Les autorités yéménites possèdent un long passif en matière de violations des libertés d'expression et d'opinion, ainsi que du droit d'accès à l'information. De telles atteintes nous ramènent à la présidence Saleh, quand le gouvernement commençait à bloquer les sites affiliés à l'opposition de 2005 à 2011. La censure sur l'ensemble des sites fut ensuite levée en 2012. Malgré tout, depuis le commencement de la guerre récente en 2015, les Houthis qui contrôlent désormais la capitale et les serveurs DNS ont commencé à bloquer l'accès à plusieurs sites d'informations régionaux qui s'opposent à leurs politiques. Ils ont ainsi interdit Telegram et Instagram pendant plusieurs mois alors que WhatsApp restait bloqué pendant plusieurs jours au cours du mois d'octobre de la même année.

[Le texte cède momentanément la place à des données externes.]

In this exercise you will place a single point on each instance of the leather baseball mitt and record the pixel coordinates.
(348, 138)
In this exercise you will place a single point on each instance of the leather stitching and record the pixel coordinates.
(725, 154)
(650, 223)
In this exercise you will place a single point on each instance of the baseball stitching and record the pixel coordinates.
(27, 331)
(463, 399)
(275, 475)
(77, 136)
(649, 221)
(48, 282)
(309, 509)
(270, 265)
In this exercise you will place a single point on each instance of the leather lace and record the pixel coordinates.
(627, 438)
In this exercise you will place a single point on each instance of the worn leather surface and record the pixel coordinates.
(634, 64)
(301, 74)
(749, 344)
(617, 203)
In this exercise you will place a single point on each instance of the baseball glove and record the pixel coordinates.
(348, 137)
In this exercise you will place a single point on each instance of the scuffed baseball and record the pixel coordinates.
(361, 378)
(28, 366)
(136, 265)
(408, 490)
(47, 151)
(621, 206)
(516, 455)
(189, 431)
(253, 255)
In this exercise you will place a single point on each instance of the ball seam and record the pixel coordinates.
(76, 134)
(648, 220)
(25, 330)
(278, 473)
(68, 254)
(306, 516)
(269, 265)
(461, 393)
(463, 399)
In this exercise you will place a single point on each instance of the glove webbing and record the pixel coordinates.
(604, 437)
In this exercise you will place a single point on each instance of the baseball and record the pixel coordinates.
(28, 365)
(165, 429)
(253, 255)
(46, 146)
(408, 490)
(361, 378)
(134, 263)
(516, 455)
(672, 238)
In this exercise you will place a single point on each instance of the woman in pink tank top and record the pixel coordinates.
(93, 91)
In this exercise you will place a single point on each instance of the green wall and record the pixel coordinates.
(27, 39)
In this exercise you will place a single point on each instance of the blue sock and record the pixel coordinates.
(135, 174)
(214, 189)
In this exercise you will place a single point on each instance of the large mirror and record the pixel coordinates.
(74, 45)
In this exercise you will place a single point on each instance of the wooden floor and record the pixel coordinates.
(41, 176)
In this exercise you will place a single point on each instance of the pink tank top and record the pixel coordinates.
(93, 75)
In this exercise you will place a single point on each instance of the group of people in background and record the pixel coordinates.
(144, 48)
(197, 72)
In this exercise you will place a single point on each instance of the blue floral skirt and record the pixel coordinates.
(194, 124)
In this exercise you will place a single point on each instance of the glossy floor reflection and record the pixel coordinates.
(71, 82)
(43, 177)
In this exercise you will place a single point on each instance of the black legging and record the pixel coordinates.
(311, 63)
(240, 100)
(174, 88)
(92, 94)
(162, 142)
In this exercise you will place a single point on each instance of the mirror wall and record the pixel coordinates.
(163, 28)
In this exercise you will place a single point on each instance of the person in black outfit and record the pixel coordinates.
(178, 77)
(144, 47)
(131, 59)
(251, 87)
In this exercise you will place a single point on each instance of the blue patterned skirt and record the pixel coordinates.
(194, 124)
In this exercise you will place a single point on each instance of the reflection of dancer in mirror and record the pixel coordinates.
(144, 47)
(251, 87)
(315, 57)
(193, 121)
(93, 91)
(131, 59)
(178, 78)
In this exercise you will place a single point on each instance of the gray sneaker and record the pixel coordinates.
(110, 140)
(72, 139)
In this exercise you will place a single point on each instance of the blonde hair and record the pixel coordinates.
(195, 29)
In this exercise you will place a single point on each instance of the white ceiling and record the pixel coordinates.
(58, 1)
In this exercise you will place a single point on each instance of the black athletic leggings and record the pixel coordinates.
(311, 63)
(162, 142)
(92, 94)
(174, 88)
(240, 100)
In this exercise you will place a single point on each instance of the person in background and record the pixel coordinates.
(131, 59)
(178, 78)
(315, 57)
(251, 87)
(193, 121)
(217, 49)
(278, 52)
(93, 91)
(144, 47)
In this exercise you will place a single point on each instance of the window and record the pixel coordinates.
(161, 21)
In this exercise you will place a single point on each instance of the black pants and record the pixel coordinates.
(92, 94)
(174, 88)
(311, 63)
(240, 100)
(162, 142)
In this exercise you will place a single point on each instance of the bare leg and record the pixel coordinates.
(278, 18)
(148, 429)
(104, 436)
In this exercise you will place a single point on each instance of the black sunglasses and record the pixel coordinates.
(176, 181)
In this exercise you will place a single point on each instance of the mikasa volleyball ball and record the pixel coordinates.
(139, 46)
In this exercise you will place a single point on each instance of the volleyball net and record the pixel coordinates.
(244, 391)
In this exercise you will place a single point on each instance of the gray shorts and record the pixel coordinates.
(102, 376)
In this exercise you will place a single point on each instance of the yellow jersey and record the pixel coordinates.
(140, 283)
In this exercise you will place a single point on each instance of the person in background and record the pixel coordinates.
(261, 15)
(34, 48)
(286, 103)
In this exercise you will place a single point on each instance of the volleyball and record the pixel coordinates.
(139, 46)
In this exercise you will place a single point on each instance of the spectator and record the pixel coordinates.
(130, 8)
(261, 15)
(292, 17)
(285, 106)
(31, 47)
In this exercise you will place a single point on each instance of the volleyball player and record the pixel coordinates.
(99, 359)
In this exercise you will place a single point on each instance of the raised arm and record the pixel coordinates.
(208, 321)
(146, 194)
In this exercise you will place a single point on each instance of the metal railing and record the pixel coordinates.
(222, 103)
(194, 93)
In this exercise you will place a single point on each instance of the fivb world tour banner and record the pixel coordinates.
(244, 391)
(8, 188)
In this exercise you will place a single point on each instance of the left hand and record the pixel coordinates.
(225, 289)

Internet a été mis à disposition du grand public yéménite pour la première fois en 1996 par l'unique fournisseur d'accès YemenNet, une compagnie affiliée au ministère des Communications et de la Technologie d'Information (contrôlé par les Houthis). Selon la Public Telecommunication Corporation (la compagnie étatique qui gère les réseaux fixes et mobiles), il y avait 4,2 millions d'utilisateurs au Yémen à la fin 2015. D'après Internet Live Stats, ce chiffre aurait augmenté pour atteindre 6.773.228 utilisateurs en juin 2016, soit 24,7 % de la population du pays.

Le gouvernement internationalement reconnu du Président Hadi se trouve actuellement dans le gouvernorat d'Aden et cherche à connecter les provinces qu'il contrôle par l'installation de serveurs DNS à Aden et la liaison de la province à un câble sous-marin international. En cas de succès, cette mesure pourrait mettre fin au monopole des Houthis dans le secteur des télécommunications. Cela pourrait également aboutir à la fin de la censure et une accélération du débit Internet dans les zones contrôlées par le gouvernement Hadi. A moins bien sûr que ce dernier ne choisisse également de pratiquer la censure, la surveillance et le ralentissement de la vitesse de connexion.

Une version arabe de cet article a d'abord été publiée sur le blog d'ASL19.org le 20 décembre. Global Voices a de adapté et republié cet article à la demande de son auteur, Bahseer Alsamawi, un activiste yéménite qui documente les violations des droits de l'homme perpétrées contre les civils pendant le conflit en cours.